In a previous post, I examined the English name Whorekill, which has been explained away as being a corruption of Hoorn (a Dutch city) + Kill (Dutch for creek), and concluded that the original Dutch name Hoeren-kil or Hoere kill most likely referred to whoring or prostitution on the part of the local Indian women, not the city of Hoorn. I also pointed out that the term hore could also be translated “mud” in Middle Dutch, the ancestor of the Dutch language spoken during the era in question.
A similar controversy surrounds the English name Murderkill, which is still in use today. The name dates back to the mid-17th century, when the Dutch and the Swedes had settlements along the Delaware River (then known as the Zuydt Rivier, or South River). Kill or kil meant creek, but the origin of the name Murder Creek is a bit more complicated.
Confusingly, the river and associated sites (e.g., a Quaker meeting house) were called both Murtherkill and Motherkill (sometimes substituting the suffix -kiln), murther being an archaic term for murder. This lends some credence to the theory that the Dutch originally named the creek Moeder Kill or Mother Creek, which has been advanced in the News Journal and elsewhere. The similarity between moeder and murder is undeniable, but I think the admittedly limited evidence suggests that the creek was named after murder (for whatever reason); therefore the English names Murtherkill and Murderkill are accurate successors, and it is Motherkill that was the corruption.
The earliest written form of the name comes from the Swedes. Peter Lindstrom’s map of New Sweden, generally agreed to date to the 1650s, includes a waterway labeled Mordare Kijhlen — or, in English, Murderer Creek. The name Moeder Kill or anything similar simply does not appear in any records of the time.
Following the English occupation of the territory in the 1660s, the name became Murther-kill, the English “murther” being an accurate translation of the Swedish mordar. This is the earliest English name for the waterway; Motherkill came later.
I believe it was the name and pronunciation of Murtherkill which gave birth to the alternative name Motherkill or Motherkiln. A number of traveling Quakers wrote of visiting the Motherkill or Motherkiln meeting during the mid- to late 1700s. Yet the names Murtherkill and Murderkill also appear in records of that era. Although I haven’t examined all of the sources in which the various names appear, based on those I’ve read it seems like locals and official records tended to use Murtherkill or Murderkill more often, which visiting preachers and the like may have misheard as Motherkill. For example, William Reckitt mentioned attending a meeting at Motherkill in 1758. In 1763, Daniel Stanton recorded the name as Mother-kiln, and in 1766, John Woolman spelled the name Motherkill.
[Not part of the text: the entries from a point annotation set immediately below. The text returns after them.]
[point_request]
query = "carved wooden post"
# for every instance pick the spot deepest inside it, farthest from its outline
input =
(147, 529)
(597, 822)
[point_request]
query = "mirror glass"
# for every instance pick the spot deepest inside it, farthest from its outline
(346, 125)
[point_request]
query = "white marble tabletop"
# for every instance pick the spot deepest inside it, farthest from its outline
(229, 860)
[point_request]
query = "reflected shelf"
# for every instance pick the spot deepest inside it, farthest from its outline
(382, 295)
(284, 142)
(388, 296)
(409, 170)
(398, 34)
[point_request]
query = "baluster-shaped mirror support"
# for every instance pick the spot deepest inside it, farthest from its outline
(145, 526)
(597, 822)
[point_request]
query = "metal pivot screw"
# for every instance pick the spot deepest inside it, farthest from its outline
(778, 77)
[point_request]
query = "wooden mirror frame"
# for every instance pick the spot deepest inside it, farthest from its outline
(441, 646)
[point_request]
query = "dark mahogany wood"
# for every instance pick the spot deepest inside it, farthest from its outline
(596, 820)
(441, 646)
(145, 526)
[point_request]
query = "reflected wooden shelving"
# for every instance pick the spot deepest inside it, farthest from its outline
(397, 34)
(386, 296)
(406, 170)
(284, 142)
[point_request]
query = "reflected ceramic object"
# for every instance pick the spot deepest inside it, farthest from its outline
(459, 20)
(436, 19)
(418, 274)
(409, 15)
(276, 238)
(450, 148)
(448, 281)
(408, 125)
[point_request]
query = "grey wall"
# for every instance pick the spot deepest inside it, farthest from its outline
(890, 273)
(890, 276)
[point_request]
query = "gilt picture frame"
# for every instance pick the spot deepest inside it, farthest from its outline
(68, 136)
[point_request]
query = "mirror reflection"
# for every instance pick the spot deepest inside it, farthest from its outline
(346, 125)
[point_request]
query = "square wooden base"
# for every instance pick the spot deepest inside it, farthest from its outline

Job Scott recorded the name Mother-kill as late as 1790, yet the local abolitionist Warner Mifflin mentioned the Murtherkill Meeting in 1797. Generally speaking, the creek or river tended to be called Murderkill more often than the other variations during this period, and it is this name that survives to this day.
As to why the Dutch and/or Swedes named a creek after murder or murderers, vague legends involving a massacre of the local Indians have surfaced in sources of questionable reliability, but even the earliest references to these legends seem highly speculative, and were perhaps more an attempt to explain an odd name than to preserve genuine traditions. The possible stories behind both Murderkill and Whorekill might be worthy of a future post or two.